FDA commissioner Stephen M Hahn said: “As we work to combat the troubling epidemic of youth e-cig use, the enforcement policy we’re issuing confirms our commitment to dramatically limit children’s access to certain flavoured e-cig products we know are so appealing to them – so-called cartridge-based products that are both easy to use and easily concealable.
“We will continue to use our full regulatory authority thoughtfully and thoroughly to tackle this alarming crisis that’s affecting children, families, schools and communities,” he added.
“Coupled with the recently signed legislation increasing the minimum age of sale of tobacco to 21, we believe this policy balances the urgency with which we must address the public health threat of youth use of e-cig products with the potential role that e-cigs may play in helping adult smokers transition completely away from combustible tobacco to a potentially less risky form of nicotine delivery.
“While we expect that responsible members of industry will comply with premarket requirements, we’re ready to take action against any unauthorized e-cigarette products as outlined in our priorities.”
The final guidance outlining the agency’s enforcement priorities for e-cigs comes as the US 2019 National Youth Tobacco Survey (NYTS) on e-cig use showed that more than five million US middle and high school students are current e-cigarette users - with the majority reporting cartridge-based products as their usual brand.
The NYTS survey also shows that of current youth e-cig users in 2019, nearly one million using e-cigarettes daily.
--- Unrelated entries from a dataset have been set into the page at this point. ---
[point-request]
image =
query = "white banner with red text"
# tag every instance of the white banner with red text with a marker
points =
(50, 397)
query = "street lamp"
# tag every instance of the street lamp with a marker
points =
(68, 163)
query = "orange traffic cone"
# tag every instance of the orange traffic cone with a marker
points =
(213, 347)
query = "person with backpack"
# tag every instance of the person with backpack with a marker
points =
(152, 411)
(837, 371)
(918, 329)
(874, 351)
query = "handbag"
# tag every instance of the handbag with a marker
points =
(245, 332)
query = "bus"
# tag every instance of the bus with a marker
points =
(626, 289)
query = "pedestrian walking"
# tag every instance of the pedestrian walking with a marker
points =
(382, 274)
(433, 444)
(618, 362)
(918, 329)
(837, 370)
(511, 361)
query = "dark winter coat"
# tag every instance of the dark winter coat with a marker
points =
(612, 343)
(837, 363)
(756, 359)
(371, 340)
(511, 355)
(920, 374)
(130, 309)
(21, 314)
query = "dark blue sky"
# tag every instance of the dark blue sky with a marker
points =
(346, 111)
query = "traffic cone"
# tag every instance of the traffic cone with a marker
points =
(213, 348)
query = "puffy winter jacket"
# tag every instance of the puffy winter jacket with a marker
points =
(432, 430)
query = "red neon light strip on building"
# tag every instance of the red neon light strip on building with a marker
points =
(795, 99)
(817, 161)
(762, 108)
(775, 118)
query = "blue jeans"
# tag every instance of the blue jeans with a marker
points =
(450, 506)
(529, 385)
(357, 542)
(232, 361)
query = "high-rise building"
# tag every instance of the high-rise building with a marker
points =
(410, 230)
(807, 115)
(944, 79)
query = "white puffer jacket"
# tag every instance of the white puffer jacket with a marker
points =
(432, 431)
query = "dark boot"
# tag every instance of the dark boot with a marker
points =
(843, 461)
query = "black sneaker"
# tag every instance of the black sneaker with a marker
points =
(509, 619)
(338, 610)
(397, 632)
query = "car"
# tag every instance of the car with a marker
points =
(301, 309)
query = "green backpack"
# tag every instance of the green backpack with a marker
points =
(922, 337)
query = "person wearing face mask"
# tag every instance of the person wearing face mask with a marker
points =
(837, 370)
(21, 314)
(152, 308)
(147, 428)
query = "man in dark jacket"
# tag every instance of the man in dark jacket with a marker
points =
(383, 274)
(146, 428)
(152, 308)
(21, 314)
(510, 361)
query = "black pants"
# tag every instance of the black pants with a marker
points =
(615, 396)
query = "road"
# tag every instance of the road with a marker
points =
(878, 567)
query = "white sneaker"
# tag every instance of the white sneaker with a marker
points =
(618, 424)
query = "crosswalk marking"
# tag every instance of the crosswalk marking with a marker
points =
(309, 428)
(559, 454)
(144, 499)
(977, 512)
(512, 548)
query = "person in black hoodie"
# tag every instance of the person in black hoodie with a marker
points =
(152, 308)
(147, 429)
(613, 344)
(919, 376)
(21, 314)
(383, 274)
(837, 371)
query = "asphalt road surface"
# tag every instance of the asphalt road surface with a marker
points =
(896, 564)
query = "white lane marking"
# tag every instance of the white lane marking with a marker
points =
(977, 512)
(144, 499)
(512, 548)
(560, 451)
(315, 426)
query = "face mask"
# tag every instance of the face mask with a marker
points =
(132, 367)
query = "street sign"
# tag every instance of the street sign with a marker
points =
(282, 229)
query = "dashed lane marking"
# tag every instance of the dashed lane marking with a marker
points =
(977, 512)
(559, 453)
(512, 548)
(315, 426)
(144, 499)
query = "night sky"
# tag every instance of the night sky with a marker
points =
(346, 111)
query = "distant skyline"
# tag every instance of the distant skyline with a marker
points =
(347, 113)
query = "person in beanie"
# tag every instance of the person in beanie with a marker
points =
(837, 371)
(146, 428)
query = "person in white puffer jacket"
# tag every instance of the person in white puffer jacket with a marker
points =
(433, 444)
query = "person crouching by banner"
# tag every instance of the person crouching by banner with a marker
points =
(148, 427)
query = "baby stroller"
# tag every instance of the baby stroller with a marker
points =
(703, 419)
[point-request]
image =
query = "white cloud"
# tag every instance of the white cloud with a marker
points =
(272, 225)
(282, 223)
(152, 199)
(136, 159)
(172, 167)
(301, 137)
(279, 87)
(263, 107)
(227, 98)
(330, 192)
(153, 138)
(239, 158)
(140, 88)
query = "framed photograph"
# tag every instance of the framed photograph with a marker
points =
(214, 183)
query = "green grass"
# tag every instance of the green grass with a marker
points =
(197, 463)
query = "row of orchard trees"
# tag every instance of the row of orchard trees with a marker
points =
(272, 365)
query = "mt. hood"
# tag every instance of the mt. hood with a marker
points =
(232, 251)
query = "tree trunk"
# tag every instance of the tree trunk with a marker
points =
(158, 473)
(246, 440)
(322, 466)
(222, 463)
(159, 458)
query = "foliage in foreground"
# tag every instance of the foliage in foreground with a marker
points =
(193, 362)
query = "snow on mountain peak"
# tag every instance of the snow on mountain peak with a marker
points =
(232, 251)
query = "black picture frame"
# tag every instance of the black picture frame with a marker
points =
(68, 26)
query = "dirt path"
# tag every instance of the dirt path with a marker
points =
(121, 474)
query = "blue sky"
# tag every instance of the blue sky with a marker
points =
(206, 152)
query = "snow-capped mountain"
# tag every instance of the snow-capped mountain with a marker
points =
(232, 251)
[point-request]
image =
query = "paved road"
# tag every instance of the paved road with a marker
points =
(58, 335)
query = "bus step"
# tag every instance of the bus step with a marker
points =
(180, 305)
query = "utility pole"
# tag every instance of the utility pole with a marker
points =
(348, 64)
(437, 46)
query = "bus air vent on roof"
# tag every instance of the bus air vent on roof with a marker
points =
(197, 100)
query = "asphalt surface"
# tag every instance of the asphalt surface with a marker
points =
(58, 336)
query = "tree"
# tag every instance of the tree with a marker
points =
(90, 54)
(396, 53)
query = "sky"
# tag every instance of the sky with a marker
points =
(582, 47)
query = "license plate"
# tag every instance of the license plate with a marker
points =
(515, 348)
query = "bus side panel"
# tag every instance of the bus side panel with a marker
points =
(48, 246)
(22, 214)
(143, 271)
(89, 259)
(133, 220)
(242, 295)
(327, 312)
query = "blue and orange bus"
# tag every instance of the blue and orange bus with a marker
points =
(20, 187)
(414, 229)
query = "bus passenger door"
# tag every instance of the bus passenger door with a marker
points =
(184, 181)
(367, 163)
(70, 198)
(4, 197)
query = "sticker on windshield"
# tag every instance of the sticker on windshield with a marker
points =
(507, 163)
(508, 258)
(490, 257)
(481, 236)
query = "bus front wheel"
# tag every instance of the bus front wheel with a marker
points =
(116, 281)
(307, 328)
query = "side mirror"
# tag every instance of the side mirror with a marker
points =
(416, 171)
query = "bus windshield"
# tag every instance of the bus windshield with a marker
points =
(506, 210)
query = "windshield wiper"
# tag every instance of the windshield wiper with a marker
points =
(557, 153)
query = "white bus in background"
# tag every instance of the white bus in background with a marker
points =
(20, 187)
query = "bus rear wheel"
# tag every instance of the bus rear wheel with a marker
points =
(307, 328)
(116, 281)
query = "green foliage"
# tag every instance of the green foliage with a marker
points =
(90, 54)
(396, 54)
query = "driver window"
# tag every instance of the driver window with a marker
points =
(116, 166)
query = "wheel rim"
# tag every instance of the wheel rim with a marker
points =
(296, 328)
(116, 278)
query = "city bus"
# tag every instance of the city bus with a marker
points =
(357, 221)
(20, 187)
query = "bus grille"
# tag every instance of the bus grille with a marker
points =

In 2016, all US e-cigs became subject to new premarket authorization requirements.
All e-cigs on the market from that time needed to have authorization from the FDA to be legally marketed.
However, as an exercise of its enforcement discretion, the agency had deferred enforcement of the premarket authorization requirements.
To date, no e-cig products have been authorized by the FDA — meaning that all e-cig products currently on the market are considered illegally marketed and are subject to enforcement, at any time, in the FDA’s discretion.